SAPRI. «Milito non è un mostro», così come era stato dipinto all’indomani dell’arresto per l’omicidio della moglie, Antonietta Ciancio. E’ quanto sostiene la sua difesa, soddisfatta per aver vinto una prima battaglia legale. Ieri, infatti, il Tribunale del Riesame di Potenza ha accolto l’istanza degli avvocati Lentini e Brandi, concedendo gli arresti domiciliari all’uomo accusato di aver ucciso la moglie il 28 aprile scorso con un colpo di pistola alla nuca nella propria camera da letto.
Gabriele Milito aveva da subito confessato il delitto sostenendo che fosse partito accidentalmente un proiettile. Proprio che non vi sia dolo è quanto stanno tentando di dimostrare i penalisti Felice Lentini e Damiano Brandi secondo cui l’indagato non doveva rimanere in carcere essendo insussistenti le motivazioni con cui la procura aveva chiesto ed ottenuto la misura coercitiva in carcere.
E’ stata accolta, quindi, una richiesta basata su una serie di considerazioni: l’indagato è ultrasettantacinquenne e la legge prevede la galera per chi abbia più di settanta anni soltanto in casi, rigorosamente disciplinati, definiti “eccezionali”. Ma l’iter logico-giuridico seguito dai due penalisti, dopo aver smontato l’impalcatura che aveva condotto l’indagato dietro le sbarre punta a dimostrare l’assenza di volontarietà anche nel processo penale.

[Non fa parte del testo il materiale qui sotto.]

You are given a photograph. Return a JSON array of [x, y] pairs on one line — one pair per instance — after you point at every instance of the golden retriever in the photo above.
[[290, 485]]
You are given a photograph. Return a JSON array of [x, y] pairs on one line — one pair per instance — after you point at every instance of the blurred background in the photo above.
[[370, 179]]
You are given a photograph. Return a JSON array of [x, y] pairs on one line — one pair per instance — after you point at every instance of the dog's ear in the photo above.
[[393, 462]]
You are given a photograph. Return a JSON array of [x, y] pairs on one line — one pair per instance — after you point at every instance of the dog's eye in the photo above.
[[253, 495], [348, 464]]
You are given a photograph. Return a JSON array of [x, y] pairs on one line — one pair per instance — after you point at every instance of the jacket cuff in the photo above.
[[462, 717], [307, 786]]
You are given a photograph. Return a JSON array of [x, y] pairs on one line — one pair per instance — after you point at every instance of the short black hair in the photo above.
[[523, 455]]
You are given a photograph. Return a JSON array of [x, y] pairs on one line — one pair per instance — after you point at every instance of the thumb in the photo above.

Diverse le motivazioni a sostegno di questa tesi: Milito per tre giorni consecutivi era rimasto fermo in auto sulla strada provinciale 104, sempre nello stesso posto e in evidente stato confusionale: un testimone lo ha confermato in quanto aveva notato l’auto parcheggiata più volte tra il 30 aprile e il 2 maggio, oltre al fatto che lo stesso teste si era avvicinato al Milito per chiedere se avesse avuto bisogno d’aiuto. Tutte circostanze confermate anche dall’intervento dei carabinieri chiamati proprio dal testimone una volta resosi conto delle condizioni mentali “allucinate” dell’uomo. Non solo: Milito in tasca aveva circa 750 euro che avrebbe potuto utilizzare per dileguarsi, saltando ad esempio sul primo treno utile dalla vicina stazione di Sapri, oppure allontanarsi con la stessa auto. Non l’ha fatto. Del resto, l’uomo non risulta con precedenti, inoltre era titolare di porto d’armi e, quindi, considerato meritevole della facoltà in quanto considerato “persona perbene”.
Per la procura e il primo Gip, invece, Milito aveva una personalità “negativa”, potenzialmente recidivante e questo lo ha portato anche a risultare meritevole della misura coercitiva in carcere.